Doch die Slawophilen waren nicht so rückwärtsgewandt, wie konservative Kreise in Russland sie heute gern darstellen. Sie setzten sich für die Aufhebung der Leibeigenschaft und die Aufklärung des Volkes ein. Und Dostojewski wusste sehr wohl die Verlockungen des Westens zu schätzen. In Wiesbaden und Bad Homburg verspielte er beim Roulette sein Vermögen. Am Ende musste er sich wohl oder übel ausgerechnet von seinem Widersacher Turgenjew, diesem unverbesserlichen Westler, Geld leihen.

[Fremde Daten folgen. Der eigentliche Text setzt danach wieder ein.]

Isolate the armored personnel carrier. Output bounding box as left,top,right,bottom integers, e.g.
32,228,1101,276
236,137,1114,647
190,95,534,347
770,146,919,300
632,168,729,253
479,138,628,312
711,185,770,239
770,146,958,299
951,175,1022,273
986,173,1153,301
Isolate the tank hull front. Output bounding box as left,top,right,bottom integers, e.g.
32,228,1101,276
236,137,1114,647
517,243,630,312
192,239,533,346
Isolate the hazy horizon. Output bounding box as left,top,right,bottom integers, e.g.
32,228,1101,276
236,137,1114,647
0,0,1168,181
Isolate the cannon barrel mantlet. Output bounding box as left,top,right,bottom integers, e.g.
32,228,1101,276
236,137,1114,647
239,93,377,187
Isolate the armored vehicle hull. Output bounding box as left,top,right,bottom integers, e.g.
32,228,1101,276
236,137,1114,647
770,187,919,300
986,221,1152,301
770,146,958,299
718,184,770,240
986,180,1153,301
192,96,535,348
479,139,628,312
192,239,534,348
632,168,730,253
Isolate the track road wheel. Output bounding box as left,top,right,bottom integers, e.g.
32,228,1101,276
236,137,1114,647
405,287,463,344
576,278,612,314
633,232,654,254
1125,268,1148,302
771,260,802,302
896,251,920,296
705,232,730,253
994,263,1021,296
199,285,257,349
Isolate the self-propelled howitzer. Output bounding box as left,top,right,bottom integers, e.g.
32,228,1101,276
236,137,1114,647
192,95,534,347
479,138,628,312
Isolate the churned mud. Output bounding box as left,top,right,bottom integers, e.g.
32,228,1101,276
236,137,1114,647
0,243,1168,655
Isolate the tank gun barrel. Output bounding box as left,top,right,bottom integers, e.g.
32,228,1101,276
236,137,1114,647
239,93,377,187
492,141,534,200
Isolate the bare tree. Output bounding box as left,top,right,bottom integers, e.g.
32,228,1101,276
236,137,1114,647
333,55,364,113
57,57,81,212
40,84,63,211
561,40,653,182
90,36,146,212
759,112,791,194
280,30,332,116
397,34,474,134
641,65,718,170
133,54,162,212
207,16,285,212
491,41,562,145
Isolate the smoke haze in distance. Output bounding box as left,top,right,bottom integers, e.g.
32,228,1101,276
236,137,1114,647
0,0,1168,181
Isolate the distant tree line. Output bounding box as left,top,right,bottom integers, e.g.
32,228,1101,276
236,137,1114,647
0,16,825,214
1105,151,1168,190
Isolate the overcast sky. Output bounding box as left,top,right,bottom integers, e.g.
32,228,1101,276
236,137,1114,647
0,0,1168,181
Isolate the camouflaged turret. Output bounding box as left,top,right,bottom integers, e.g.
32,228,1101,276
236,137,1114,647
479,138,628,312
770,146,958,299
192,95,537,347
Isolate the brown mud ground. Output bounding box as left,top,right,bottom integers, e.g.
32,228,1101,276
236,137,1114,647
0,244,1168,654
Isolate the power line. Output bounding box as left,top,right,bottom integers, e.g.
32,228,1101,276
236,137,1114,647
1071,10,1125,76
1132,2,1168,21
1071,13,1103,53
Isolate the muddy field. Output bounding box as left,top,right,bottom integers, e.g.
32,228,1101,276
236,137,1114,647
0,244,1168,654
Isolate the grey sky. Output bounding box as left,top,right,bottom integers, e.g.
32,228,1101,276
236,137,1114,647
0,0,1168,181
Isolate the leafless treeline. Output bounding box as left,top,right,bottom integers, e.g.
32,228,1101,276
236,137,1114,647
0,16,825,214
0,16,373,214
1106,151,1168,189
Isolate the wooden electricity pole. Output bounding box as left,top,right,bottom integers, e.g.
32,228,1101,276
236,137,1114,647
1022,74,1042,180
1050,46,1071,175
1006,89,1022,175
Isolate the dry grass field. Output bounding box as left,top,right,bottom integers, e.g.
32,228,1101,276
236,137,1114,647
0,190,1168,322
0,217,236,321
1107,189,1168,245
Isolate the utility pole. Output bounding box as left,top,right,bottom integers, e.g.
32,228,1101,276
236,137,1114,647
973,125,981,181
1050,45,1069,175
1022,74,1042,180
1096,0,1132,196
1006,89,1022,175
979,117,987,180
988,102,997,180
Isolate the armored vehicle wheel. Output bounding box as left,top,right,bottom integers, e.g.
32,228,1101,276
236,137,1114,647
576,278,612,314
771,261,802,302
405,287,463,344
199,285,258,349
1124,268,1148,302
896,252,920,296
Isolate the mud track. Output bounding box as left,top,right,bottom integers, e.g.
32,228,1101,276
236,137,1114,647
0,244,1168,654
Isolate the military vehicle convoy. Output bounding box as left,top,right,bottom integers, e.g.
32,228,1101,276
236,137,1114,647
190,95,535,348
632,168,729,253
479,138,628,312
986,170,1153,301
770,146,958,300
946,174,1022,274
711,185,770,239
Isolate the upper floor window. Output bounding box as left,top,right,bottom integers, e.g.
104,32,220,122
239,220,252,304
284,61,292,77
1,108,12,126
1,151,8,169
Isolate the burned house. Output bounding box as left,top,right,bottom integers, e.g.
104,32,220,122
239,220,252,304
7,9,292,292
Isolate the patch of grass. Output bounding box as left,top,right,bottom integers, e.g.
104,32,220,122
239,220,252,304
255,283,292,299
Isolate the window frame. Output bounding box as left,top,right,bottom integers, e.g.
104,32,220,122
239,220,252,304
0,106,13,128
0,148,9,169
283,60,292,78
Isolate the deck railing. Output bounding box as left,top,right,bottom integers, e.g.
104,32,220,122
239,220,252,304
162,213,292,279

Wie sehr sich das konservative Slawophilentum dennoch bis in unsere Tage gehalten hat, das bezeugen Äußerungen des 2008 gestorbenen russischen Literaturnobelpreisträgers Alexander Solschenizyn. Nachdem er 1974 als Dissident aus der UdSSR ausgewiesen, ins amerikanische Exil gegangen und von dort 1994 nach Russland zurückgekehrt war, lobte er nicht etwa die Freiheit im Westen. Er kritisierte die Nato, die Teile des zerfallenden Russlands in ihre Sphäre zu ziehen suche, verurteilte die Lebensweise des Westens als unmoralisch und suchte genau solch ein Russland wiederherzustellen, wie Putin und Kirill es sich heute wünschen: ein Russland der Sitte, des Anstands und vermeintlicher Rechtschaffenheit, das es zu keiner Zeit gegeben hat. Auch heute ist Russland, von Autokratie und Korruption gebeutelt, davon so weit entfernt ist wie eh und je.